Under the federal Health Insurance Portability and Accountability Act (HIPAA), which went into effect on April 14, 2003, health care providers are prohibited from disclosing an individual’s personal health information without first obtaining the patient’s written permission. A health care provider faces severe monetary fines and penalties for disclosing personal health information without written permission.
The strict privacy rules and severe penalties contained in HIPAA have had an unexpected effect with regard to pre-existing medical power of attorney documents. Certain health care providers may be understandably reluctant to disclose personal health information to a designated representative under a medical power of attorney document unless that document contains an express authorization permitting such a disclosure. The end result may be a situation where the designated representative is forced to make a medical decision on behalf of the principal without having complete access to the principal’s personal health information! A carefully crafted medical power of attorney document will contain an express, HIPAA compliant authorization so that health care providers can feel comfortable in disclosing the principal’s personal health information to the designated representative without fear of incurring statutory fines and penalties.

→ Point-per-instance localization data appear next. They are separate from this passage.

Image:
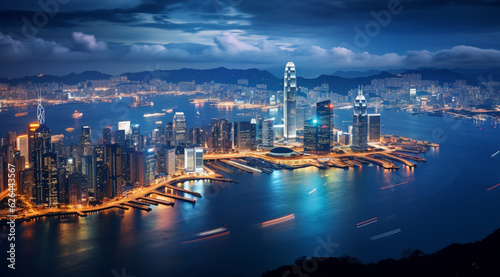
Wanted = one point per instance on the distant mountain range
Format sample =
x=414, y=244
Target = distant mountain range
x=340, y=84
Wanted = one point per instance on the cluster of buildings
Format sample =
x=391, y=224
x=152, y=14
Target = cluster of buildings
x=105, y=163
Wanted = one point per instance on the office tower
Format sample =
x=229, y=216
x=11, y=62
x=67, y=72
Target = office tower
x=125, y=126
x=136, y=136
x=85, y=140
x=268, y=133
x=374, y=127
x=220, y=130
x=193, y=160
x=42, y=146
x=324, y=116
x=23, y=146
x=254, y=134
x=310, y=135
x=137, y=168
x=169, y=134
x=179, y=129
x=120, y=138
x=413, y=92
x=170, y=161
x=49, y=178
x=62, y=181
x=289, y=108
x=31, y=141
x=360, y=122
x=149, y=166
x=27, y=181
x=106, y=136
x=100, y=174
x=114, y=163
x=179, y=158
x=345, y=139
x=196, y=136
x=77, y=189
x=20, y=164
x=244, y=136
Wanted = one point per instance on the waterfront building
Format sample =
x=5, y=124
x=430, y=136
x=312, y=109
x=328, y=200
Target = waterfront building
x=179, y=129
x=360, y=123
x=290, y=103
x=193, y=160
x=374, y=127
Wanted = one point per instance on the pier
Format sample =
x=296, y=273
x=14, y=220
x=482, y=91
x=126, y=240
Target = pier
x=193, y=201
x=156, y=201
x=240, y=166
x=184, y=190
x=140, y=207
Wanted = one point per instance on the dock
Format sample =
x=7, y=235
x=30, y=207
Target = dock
x=157, y=201
x=398, y=159
x=239, y=166
x=193, y=201
x=139, y=203
x=384, y=164
x=80, y=213
x=184, y=190
x=145, y=200
x=141, y=207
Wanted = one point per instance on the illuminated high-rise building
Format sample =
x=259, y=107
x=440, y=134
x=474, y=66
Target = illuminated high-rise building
x=179, y=129
x=374, y=127
x=324, y=116
x=23, y=146
x=268, y=133
x=193, y=160
x=290, y=103
x=360, y=122
x=149, y=166
x=42, y=147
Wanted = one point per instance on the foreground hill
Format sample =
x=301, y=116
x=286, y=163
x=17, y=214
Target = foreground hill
x=480, y=258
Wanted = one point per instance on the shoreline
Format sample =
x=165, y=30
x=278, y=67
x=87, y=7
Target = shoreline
x=82, y=212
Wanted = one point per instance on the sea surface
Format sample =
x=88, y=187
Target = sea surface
x=331, y=212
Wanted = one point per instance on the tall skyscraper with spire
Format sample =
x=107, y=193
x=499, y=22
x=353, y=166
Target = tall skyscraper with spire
x=290, y=103
x=40, y=111
x=360, y=122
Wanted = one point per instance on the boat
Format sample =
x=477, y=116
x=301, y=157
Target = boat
x=153, y=114
x=77, y=114
x=19, y=114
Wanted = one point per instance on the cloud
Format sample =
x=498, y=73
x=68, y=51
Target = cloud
x=232, y=49
x=88, y=43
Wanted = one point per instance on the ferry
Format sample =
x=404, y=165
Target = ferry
x=77, y=114
x=19, y=114
x=153, y=114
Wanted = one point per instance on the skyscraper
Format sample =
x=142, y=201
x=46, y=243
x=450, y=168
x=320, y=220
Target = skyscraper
x=193, y=159
x=179, y=128
x=243, y=136
x=268, y=133
x=115, y=178
x=374, y=127
x=42, y=146
x=290, y=104
x=149, y=166
x=324, y=116
x=360, y=122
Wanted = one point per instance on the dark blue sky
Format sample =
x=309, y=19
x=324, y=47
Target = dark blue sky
x=319, y=36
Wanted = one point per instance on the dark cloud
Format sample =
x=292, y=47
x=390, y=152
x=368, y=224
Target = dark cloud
x=254, y=33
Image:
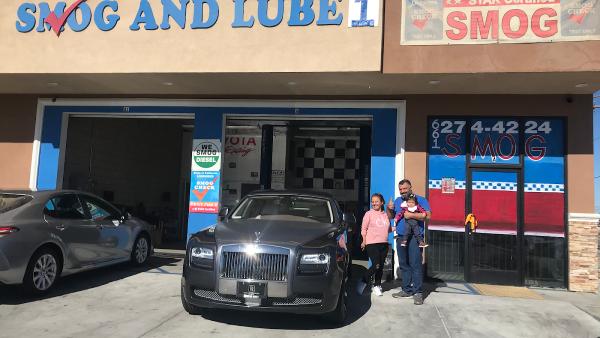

Without a living will and medical power of attorney, litigation may be required to determine acceptable health care.
Even prior to the Terry Schiavo case, it was easy to obtain a living will and/or medical power of attorney form in West Virginia. A sample form is set forth in W. Va. Code § 16-30-4, and similar forms are available free of charge from hospitals, doctors’ offices, hospices, and other health care providers. These free forms can even be downloaded from the Internet on a variety of websites. Despite the widespread availability of forms and sample documents, an individual should strongly consider seeking independent legal advice in connection with executing and updating advanced medical directives for a number of reasons. First, few if any of these free forms have been updated to include a HIPAA compliant authorization to release personal health information. Second, advanced medical directives are intensely personal and a competent attorney can expertly tailor the advanced medical directive documents to meet an individual’s goals and objectives. Third, and most importantly, most of the free forms that are available to the general public – while certainly better than nothing – are terribly inadequate and do not cover many common and routine medical procedures. For instance, the free forms and sample documents available in West Virginia do not address the use of feeding tubes, which was the main issue in the Terry Schiavo case.
What does it all mean?
In conclusion, it is advisable to seek independent legal advice in connection with the execution and periodic updating of advanced medical directives in order to ensure that your documents are current in relation to new laws, such as HIPAA, and to avoid the same type of problems and disagreements that plagued Terri Schiavo’s family.
The author presents these materials with the understanding that the information provided is not legal advice. Due to the rapidly changing nature of the law, information contained in this publication may become outdated. Anyone using these materials should always research original sources of authority and update this information to ensure accuracy when dealing with a specific matter. No person should act or rely upon the information contained in this publication without seeking the advice of an attorney.